SP0175
LD 443
Session - 126th Maine Legislature
C "A", Filing Number S-250, Sponsored by
LR 1475
Item 2
Bill Tracking, Additional Documents Chamber Status

Amend the bill by striking out everything after the enacting clause and inserting the following:

Sec. 1. 39-A MRSA §213, sub-§1-B,  as enacted by PL 2011, c. 647, §8, is repealed and the following enacted in its place:

1-B Long-term partial incapacity; date of injury on or after January 1, 2013.   While the employee's demonstrated earning capacity after the exhaustion of benefits under subsection 1, paragraph B is 70% or less than the employee's earnings at the time of injury and the employee is working within the employee's documented capacity, the employer shall pay 2/3 of the difference between the employee's average weekly wage at the time of injury and the employee's postinjury wage, but not more than the maximum benefit under section 211. Compensation under this subsection must be paid at a fixed rate and is reviewable no more frequently than every 2 years.

While the employee is claiming or receiving extended partial incapacity benefits under this subsection, the employee shall complete and provide quarterly employment status reports and provide copies of current tax returns as early as practicable after the return is filed.

Sec. 2. 39-A MRSA §214, sub-§1, ¶F  is enacted to read:

F If the employee is not working and has performed a work search sufficient for the receipt of unemployment benefits as required by the Department of Labor, a rebuttable presumption is created that the employee is entitled to receive a weekly compensation amount equal to the amount permitted for total incapacity under section 212. This presumption may be rebutted only by a showing that the employee has received a bona fide offer of reasonable employment and refused that offer without good and reasonable cause.

Sec. 3. 39-A MRSA §217, sub-§8,  as enacted by PL 2011, c. 647, §14, is amended to read:

8. Presumption.  If an employee is participating in a rehabilitation plan voluntarily offered by the employee's employer or ordered pursuant to subsection 2, there is a presumption that work is unavailable to the employee for as long as the employee continues to participate in employment rehabilitation.’

SUMMARY

This amendment is the majority report of the Joint Standing Committee on Labor, Commerce, Research and Economic Development.
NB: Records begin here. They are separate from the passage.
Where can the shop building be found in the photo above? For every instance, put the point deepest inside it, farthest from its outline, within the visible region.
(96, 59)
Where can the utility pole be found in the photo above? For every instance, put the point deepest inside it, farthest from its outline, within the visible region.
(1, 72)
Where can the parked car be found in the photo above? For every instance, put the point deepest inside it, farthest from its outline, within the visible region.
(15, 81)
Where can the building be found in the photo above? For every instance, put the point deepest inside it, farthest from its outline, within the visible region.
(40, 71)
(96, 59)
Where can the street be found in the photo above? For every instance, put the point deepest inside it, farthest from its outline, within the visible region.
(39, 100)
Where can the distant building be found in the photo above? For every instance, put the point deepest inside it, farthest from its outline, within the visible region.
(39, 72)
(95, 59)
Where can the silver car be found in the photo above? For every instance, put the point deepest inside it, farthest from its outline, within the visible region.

Current eligibility requirements under the Maine Workers' Compensation Act of 1992 for long-term partial incapacity benefits require at least an 18% permanent impairment, a weekly wage of 65% or less of the preinjury weekly wage and that the employee have earnings for at least 12 of the prior 24 months. This amendment replaces those eligibility requirements with requirements that the employee have a demonstrated earning capacity of 70% or less than the employee's earnings at the time of injury and the employee is working within the employee's documented capacity. The amendment adds that compensation is to be made at a fixed rate and reviewable no more frequently than every 2 years. Additionally, the amendment creates a rebuttable presumption that an injured worker with partial incapacity is eligible for benefits in the weekly amount permitted for total incapacity benefits as long as that injured worker has performed a work search sufficient to qualify for unemployment benefits through the Department of Labor.

The amendment also provides that rehabilitation plans voluntarily offered by the injured worker's employer qualify the injured worker for the same presumption that work is unavailable that is currently afforded to participants in Workers' Compensation Board rehabilitation plans.